市原猛志
【1910年竣工/福岡県大牟田市/煉瓦造二階建他】
今や世界遺産としての名で知られる三池炭鉱万田坑は、1997年に国の重要文化財に指定されるまでは、その価値を関係者以外に知られることがなく、ひっそりとたたずむ設備群であった。産業遺産が一般観光客を迎えるようになったのは、世界遺産がブームになった21世紀以降の話であり、ここ三池炭鉱においても価値を再認識される前に取り壊された四山坑(1924年竪坑櫓竣工)や戦後復興期に出来た有明鉱(同1967年)など、今ならばイベント会場としてまた地域のランドマークとしても活躍したかもしれない施設が、ここ20年ほどの間に壊されていった。そのような意味では万田坑は幸運な施設であると言えよう。

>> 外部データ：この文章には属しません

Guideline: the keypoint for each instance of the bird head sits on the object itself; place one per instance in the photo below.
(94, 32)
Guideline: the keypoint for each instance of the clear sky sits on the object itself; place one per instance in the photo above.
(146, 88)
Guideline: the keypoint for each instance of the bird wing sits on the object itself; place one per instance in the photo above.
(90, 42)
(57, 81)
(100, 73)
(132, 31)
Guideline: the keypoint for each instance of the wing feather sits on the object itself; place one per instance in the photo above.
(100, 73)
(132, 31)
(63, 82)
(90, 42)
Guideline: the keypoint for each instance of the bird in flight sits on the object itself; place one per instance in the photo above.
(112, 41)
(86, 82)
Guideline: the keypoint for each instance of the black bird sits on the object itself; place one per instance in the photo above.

施設としての特徴は炭鉱坑道奥部の切羽から石炭や資材を引き上げるための竪坑設備以外の鉱員風呂や職場、変電所に輸送用引き込み線など、石炭が採掘され港まで運ばれるまでの一連の流れをシステムとして確認することが出来る施設で、その価値が現在世界遺産として評価されている。訪れる国内外からの観光客を見ると、時代の急激な変化を感じずにいられない。